The path truly became mundane matching the mood of the dreich day, my tiredness were no doubt all playing a part at the last third was a trudge indeed. My only relief was coming upon two deer at a stream about 10ft away but as I struggled to subtley get my camera out they were off. Another deer saw me coming from some way off and ran to the far side of the field. As he stood by a tall fence, I think designed to keep him out, he assessed my approach. Deciding that he really didn’t like me he jumped over the fence which looked to be at least 6ft tall from a standing start, impressive beast. The path was flanked by farmland from here on out and the loch not visible for most of it. Even the final stretch leading up to Kinross the loch was behind a bank, obscured by fencing or trees. The final stretch was along the old railway closed as part of beeching closures no doubt. This is marked by a rather nice graphic on some upright logs, I’m guessing representing the railway sleepers.
I would hasten to add at this point that I am not and never have been a railway aficionado.
The walk came to an end as I skirted the fence of the Todd and Duncan Cashmere spinners and into the carpark. It took me five hours in total that included stops, visiting wildlife hides and lunch probably about four hours on the move for 13 and a bit miles. My GPS, Garmin 64st a relatively new piece of kit, was not displaying the data I wanted and did not zero at the start as desired. I was not that impressed by the display so I’ll revert back to my Satmap for the future.
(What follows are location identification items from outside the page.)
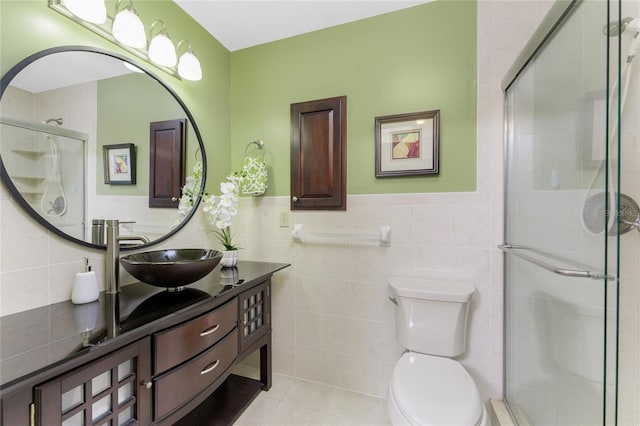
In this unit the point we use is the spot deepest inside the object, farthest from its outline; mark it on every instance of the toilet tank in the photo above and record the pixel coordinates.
(431, 316)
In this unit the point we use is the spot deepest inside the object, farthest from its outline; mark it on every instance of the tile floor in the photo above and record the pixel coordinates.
(295, 402)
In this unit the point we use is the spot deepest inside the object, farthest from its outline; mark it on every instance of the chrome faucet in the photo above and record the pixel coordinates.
(112, 257)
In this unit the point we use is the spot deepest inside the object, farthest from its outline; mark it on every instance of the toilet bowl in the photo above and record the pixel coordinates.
(427, 386)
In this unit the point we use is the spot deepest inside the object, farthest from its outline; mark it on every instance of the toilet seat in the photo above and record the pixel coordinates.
(431, 390)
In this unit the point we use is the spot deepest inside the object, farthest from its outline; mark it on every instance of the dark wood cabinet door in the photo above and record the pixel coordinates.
(112, 390)
(318, 154)
(167, 162)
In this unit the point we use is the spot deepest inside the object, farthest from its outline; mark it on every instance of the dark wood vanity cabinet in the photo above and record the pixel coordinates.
(177, 371)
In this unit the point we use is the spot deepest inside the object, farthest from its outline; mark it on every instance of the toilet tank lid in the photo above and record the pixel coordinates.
(448, 291)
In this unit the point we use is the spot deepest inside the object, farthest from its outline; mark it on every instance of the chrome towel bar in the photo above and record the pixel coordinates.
(521, 252)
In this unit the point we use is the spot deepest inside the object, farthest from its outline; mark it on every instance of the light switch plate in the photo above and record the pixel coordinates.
(283, 219)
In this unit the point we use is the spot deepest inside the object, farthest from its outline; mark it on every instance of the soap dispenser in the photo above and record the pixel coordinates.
(85, 285)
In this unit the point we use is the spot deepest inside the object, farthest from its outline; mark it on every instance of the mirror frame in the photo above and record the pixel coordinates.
(6, 179)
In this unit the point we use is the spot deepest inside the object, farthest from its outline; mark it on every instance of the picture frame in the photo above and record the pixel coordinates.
(408, 144)
(119, 164)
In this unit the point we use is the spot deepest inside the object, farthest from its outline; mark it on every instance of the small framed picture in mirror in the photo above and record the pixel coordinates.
(119, 164)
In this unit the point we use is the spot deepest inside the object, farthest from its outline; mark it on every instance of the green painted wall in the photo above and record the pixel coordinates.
(141, 100)
(28, 26)
(416, 59)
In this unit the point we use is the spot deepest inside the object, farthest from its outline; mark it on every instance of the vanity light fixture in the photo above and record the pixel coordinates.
(161, 49)
(93, 11)
(127, 26)
(127, 31)
(189, 65)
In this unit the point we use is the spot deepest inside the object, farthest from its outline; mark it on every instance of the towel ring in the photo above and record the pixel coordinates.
(258, 143)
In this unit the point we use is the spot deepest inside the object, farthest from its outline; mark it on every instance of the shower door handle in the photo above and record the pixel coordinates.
(520, 252)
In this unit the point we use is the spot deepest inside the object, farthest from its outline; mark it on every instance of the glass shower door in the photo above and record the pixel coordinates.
(560, 297)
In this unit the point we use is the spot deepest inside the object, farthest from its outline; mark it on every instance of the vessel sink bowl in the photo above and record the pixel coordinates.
(171, 268)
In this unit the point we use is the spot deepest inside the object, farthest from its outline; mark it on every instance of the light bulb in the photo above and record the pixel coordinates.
(161, 50)
(93, 11)
(128, 29)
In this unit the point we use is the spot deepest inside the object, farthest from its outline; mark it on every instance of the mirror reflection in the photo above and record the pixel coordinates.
(57, 114)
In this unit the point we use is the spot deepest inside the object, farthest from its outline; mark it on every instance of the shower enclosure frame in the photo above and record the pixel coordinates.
(555, 18)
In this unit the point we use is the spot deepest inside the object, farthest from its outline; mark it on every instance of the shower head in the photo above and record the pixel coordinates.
(58, 121)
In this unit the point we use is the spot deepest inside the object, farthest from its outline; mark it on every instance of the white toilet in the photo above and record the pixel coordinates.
(427, 386)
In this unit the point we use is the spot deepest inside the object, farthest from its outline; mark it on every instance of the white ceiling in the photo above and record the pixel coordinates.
(238, 24)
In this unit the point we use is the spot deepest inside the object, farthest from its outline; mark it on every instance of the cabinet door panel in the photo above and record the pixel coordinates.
(254, 314)
(182, 342)
(318, 154)
(108, 391)
(167, 169)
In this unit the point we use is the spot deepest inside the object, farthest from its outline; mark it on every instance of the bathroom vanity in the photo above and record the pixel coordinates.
(145, 356)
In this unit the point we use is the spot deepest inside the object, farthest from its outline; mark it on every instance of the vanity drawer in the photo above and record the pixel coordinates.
(178, 344)
(179, 386)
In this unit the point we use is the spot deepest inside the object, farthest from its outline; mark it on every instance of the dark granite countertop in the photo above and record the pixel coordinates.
(38, 339)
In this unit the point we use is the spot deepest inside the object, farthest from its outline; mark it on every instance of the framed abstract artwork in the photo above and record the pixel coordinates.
(408, 144)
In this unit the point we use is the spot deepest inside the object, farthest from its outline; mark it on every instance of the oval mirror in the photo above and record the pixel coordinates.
(76, 129)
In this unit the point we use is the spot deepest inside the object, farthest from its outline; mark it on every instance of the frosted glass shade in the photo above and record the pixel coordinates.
(93, 11)
(189, 66)
(161, 50)
(128, 29)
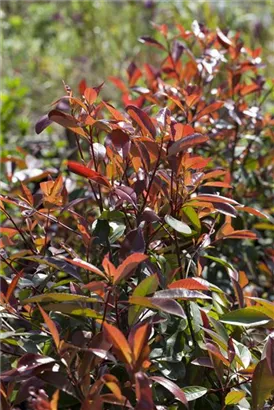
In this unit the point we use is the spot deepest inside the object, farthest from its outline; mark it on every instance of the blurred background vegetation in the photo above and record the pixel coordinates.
(45, 42)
The walk itself was pleasant enough but would I rush back to do it all again…no. I’d maybe come back and do elements of it, visit a hide or the RSPB visitor centre but the walk didn’t have enough for me to make it a regular. I didn’t get all the data I want, down to my own fault, regarding moving time, distance etc so if I wanted to use it as a marker to judge my speed and how I felt I couldn’t with any degree of accuracy. I did achieve my ‘calories used’ (850kcal) twice round on my Apple Watch and did my exercise (30mins) nearly 6 times. So all kudos to me for doing it but I need to improve speed a little especially across easy ground, and this was easy ground, and generally my endurance. My next walk I think I’ll be looking to do a longer walk with hills, I have a Munro above the town with a really steep climb but probably achieveable if I am gentle, there is another walk along a hill range along the A82 past Comrie. They’re not particularly big but there’s enough up and down over the summits to make it worth my while.